James Carroll (June 5, 1854 – September 16, 1907)[1] was a US Army physician.

Carroll was born in England. He moved to Canada in 1874, and enlisted in the U.S. Army in 1874. He graduated with an M.D. from the University of Maryland in 1891. After graduating Carroll studied bacteriology under Dr. William H. Welch at Johns Hopkins Hospital and assisted Walter Reed in pathology laboratories. Carroll and Reed later worked together at the Army Medical Museum in Washington and the Columbia University Medical School.[2] In 1900 he served as an American physician and a member of the Yellow Fever Commission in Cuba, along with Walter ReedJesse William Lazear, and Aristides Agramonte. He and Lazear subjected themselves to the bite of infectious mosquitoes to test the theory that mosquitoes were carriers of yellow fever. Lazear died, but Carroll recovered and completed the last, official experiments of the Yellow Fever Commission. After a trip to Washington D.C., Carroll returned to Cuba for additional studies in which he proved that blood from active cases of yellow fever contained sub-microscopic infective agents.[3] In 1904, with permission from Army Surgeon-General Robert Maitland O’Reilly, Carroll tested an oral typhoid fever vaccine on himself and 12 other volunteers from the military. Due to faulty vaccine preparation by lab personnel, seven men came down with the disease. They all survived, but the Office of the Surgeon General did not publicize the results. [4] The yellow fever infection Carroll contracted eventually killed him. [5]

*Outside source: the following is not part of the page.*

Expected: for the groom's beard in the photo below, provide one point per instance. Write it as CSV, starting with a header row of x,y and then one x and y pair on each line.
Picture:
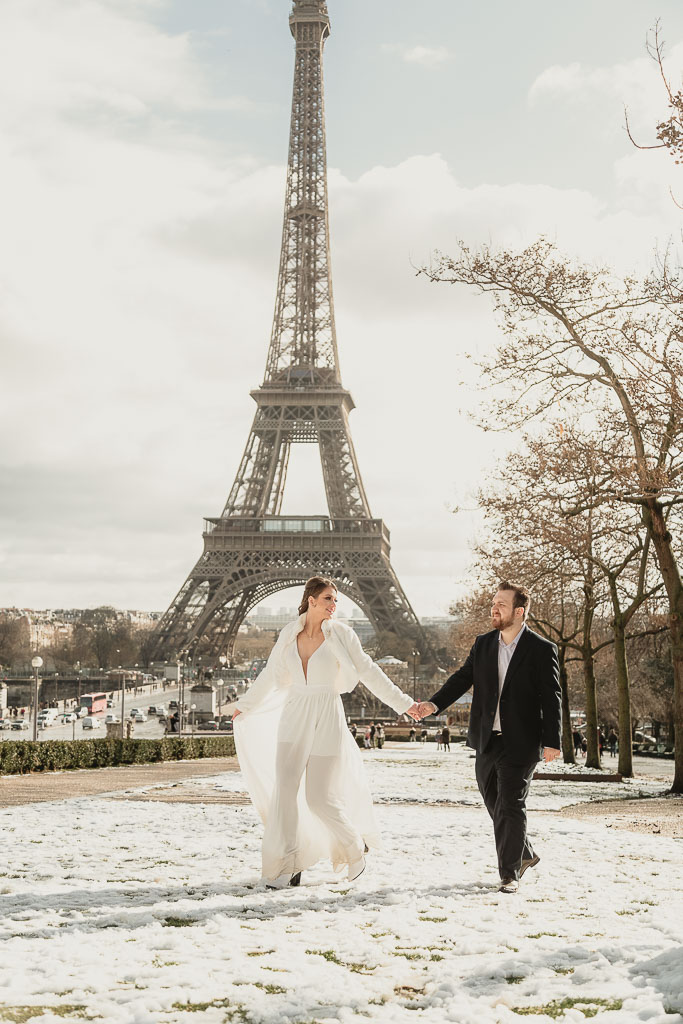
x,y
501,623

Aristides Agramonte y Simoni, (born June 3, 1868, Camagüey, Cuba—died Aug. 19, 1931, New Orleans, La., U.S.), physician, pathologist, and bacteriologist, a member of the Reed Yellow Fever Board of the U.S. Army that discovered (1901) the role of the mosquito in the transmission of yellow fever.Agramonte was the son of a prominent physician who had been killed while serving in the Cuban Army of Liberation. Brought up in New York City, Agramonte received his M.D. in 1892 from the College of Physicians and Surgeons of Columbia University. After he had served his internship, he conducted research in pathology and bacteriology at Bellevue Hospital and with the New York City Department of Health. He was appointed an assistant surgeon with the U.S. Army from 1898 to 1902.As professor of bacteriology and experimental pathology at the University of Havana (from 1900), member of the government board of infectious diseases, Cabinet secretary of health and charities, and medical practitioner for many of the Americans who lived in Havana, Agramonte was an influential leader of scientific medicine in Cuba. In 1931 he was appointed to head the new department of tropical medicine at a medical school in Louisiana, but he died while preparing to assume the position.